7 Facts You Should Know About Healthcare Sharing Ministries

Author: Michael Smith

As an alternative to traditional health care insurance, health care sharing ministries (HCSMs) have been in existence for many years; however, they have only recently experienced surges in membership as a result of the implementation of the Affordable Care Act (ACA) that began in 2010. Through its mandate, the ACA has forced many people into buying health insurance. Some have found health insurance to be too expensive, not sufficient to meet their needs or incompatible with their religious beliefs. This has raised the profile of HCSMs, resulting in more media attention and questions from the general public as to what they are all about. The following are seven facts about HCSMs everyone should know.

1. HCSMs Facilitate Medical Cost Sharing

An HCSM is a nonprofit organization that pools together monthly deposits made by members to pay for medical costs incurred by members. Members generally pay their own low medical costs, but when they have large medical expenses, they contact the ministry, which then facilitates the sharing of the costs among members. If the medical bill presented meets the eligibility requirements, and the member has already covered his annual unshared amount, the bill is shared.

2. HCSMs Coverage Is Not Insurance Coverage

HCSMs do not provide insurance coverage. There is no PPO or HMO. Members pick their own medical providers, negotiate their own costs and pay their own medical expenses. The ministry is there to provide financial assistance for covered treatment or procedures after they occur.

3. HCSMs Are Not Bound by Regulation

Because HCSMs do not provide minimal essential coverage as described by the ACA, they are not bound by any state or federal regulations to provide the same level or type of coverage as other health plans. They are not required to offer any guarantee of coverage. In addition, if an HCSM becomes insolvent, members have no recourse for recovering any monetary losses.

4. Eligible HCSMs and Their Members Are Exempt From ACA Requirements

When the ACA was being written, members of Congress had an exemption added under the same principle that allowed the Amish to be exempted from the law's requirements. The main eligibility requirement for the exemption is an HCSM had to be in operation before Dec. 31, 1999. In addition, an HCSM must meet the following requirements:

• Be a nonprofit organization as described under section 501(c)(3);

• All members must share in a common belief system and share medical costs according to these beliefs;

• Members cannot be disqualified after they develop medical conditions;

• Must submit to an annual audit conducted by an independent certified public accountant (CPA).

Based on these requirements, there are only four HCSMs that have been granted exempt status: Samaritan Ministries, Christian Healthcare Ministries, Medi-Share and Liberty HealthShare.

5. HCSMs Have Strict Rules for Membership Eligibility

Just because you want an alternative to ACA coverage does not make you eligible for membership in an HCSA. HCSA have strict rules and standards that must be met. These include:

• No tobacco or illegal drug use;

• Limited alcohol use;

• No sex outside of marriage;

• No contraception use;

• Regular church attendance.

Generally, HCSMs limit their memberships to people who share their Biblical faith. The success of the HCSM model is predicated on members sharing the core value of taking care of one another as Christians.

6. Preventative Care Costs and Small Expenses Are Not Covered

HCSMs believe their members should be doing everything possible to live healthy lifestyles, so they do not cover preventative care. This includes exams and tests such as colonoscopies. They also do not cover small expenses that fall within a member's annual unshared amount, which is similar to a deductible. Generally, HCSMs only cover large medical expenses.

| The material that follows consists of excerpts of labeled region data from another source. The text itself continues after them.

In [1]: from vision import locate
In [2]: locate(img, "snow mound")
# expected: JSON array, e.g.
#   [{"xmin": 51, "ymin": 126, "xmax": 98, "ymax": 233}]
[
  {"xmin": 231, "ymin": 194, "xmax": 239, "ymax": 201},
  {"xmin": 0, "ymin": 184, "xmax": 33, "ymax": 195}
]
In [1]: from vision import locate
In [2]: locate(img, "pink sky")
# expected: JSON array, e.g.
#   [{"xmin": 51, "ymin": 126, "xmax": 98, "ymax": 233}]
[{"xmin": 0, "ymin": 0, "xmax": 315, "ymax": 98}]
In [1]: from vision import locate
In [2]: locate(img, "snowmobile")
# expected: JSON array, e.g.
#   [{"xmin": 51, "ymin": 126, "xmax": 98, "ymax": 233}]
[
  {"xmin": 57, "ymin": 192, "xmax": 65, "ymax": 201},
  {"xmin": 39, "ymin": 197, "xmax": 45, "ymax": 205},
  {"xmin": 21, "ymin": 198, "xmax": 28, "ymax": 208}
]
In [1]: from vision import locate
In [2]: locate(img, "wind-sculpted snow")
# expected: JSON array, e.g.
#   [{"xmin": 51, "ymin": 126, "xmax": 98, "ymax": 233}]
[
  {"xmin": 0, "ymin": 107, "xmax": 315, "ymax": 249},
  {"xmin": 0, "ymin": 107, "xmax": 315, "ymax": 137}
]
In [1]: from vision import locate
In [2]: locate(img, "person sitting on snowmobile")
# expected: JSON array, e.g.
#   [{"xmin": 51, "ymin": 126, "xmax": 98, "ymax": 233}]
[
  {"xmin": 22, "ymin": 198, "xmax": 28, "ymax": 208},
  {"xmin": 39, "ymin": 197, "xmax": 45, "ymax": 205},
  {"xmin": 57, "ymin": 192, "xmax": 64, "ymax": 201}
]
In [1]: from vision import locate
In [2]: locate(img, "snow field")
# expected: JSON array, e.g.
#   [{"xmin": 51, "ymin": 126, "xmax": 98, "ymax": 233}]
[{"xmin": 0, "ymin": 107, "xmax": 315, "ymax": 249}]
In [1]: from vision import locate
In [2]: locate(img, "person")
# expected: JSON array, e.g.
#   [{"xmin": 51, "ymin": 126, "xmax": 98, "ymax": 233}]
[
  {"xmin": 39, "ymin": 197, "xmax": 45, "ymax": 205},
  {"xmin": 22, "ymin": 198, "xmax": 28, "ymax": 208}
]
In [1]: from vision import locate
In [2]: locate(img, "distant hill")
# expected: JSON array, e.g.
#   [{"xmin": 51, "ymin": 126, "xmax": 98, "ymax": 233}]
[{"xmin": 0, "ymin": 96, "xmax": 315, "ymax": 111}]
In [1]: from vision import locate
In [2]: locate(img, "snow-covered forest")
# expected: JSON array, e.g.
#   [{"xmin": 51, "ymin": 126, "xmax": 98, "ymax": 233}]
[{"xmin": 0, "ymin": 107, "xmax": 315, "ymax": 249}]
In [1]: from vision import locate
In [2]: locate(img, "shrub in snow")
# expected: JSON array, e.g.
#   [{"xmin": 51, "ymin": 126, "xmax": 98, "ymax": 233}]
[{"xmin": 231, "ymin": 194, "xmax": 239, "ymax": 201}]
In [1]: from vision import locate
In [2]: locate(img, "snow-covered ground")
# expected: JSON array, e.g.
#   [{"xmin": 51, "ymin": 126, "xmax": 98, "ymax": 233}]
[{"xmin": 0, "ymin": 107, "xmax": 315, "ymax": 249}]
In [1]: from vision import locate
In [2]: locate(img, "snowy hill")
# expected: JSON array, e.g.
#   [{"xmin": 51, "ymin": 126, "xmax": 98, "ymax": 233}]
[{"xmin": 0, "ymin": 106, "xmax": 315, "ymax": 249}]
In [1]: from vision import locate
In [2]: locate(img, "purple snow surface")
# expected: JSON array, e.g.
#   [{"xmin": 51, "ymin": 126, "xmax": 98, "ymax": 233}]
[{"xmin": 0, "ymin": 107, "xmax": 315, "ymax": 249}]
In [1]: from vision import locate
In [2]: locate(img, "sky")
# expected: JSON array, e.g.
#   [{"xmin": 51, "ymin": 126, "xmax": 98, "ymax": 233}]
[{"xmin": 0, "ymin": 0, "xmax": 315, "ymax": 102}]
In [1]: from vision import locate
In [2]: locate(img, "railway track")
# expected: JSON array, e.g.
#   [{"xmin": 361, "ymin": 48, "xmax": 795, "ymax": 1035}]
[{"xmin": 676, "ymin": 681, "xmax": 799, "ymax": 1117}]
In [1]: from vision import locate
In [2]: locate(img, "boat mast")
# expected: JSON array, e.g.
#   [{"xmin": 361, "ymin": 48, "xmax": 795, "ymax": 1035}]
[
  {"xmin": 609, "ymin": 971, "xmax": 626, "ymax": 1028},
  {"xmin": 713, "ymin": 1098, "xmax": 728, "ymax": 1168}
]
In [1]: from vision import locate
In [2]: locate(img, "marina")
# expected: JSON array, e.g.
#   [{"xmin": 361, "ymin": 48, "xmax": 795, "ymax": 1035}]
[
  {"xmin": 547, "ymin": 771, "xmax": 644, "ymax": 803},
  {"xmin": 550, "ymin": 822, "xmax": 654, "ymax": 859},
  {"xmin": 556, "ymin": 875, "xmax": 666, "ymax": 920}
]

7. HCSMs Do Not Have to Cover Pre-Existing Conditions

HCSMs may distinguish between pre-existing conditions in active treatment and maintenance treatment. If you become a member with a pre-existing condition that is being actively treated, any bills related to that treatment are not shared. However, once your treatment becomes maintenance or routine, your medical bills are eligible based on a graduated schedule of treatment. For instance, a bill presented during the first year of maintenance treatment may be eligible for sharing of up to $15,000. That amount increases for three years, and after the third year, the condition is no longer considered pre-existing.

Bills presented for maternity care cannot be shared unless members have due dates at least 300 days after joining the HCSM. Each HCSM offers varying levels of maternity coverage based on the amount the member is willing to contribute in monthly deposits.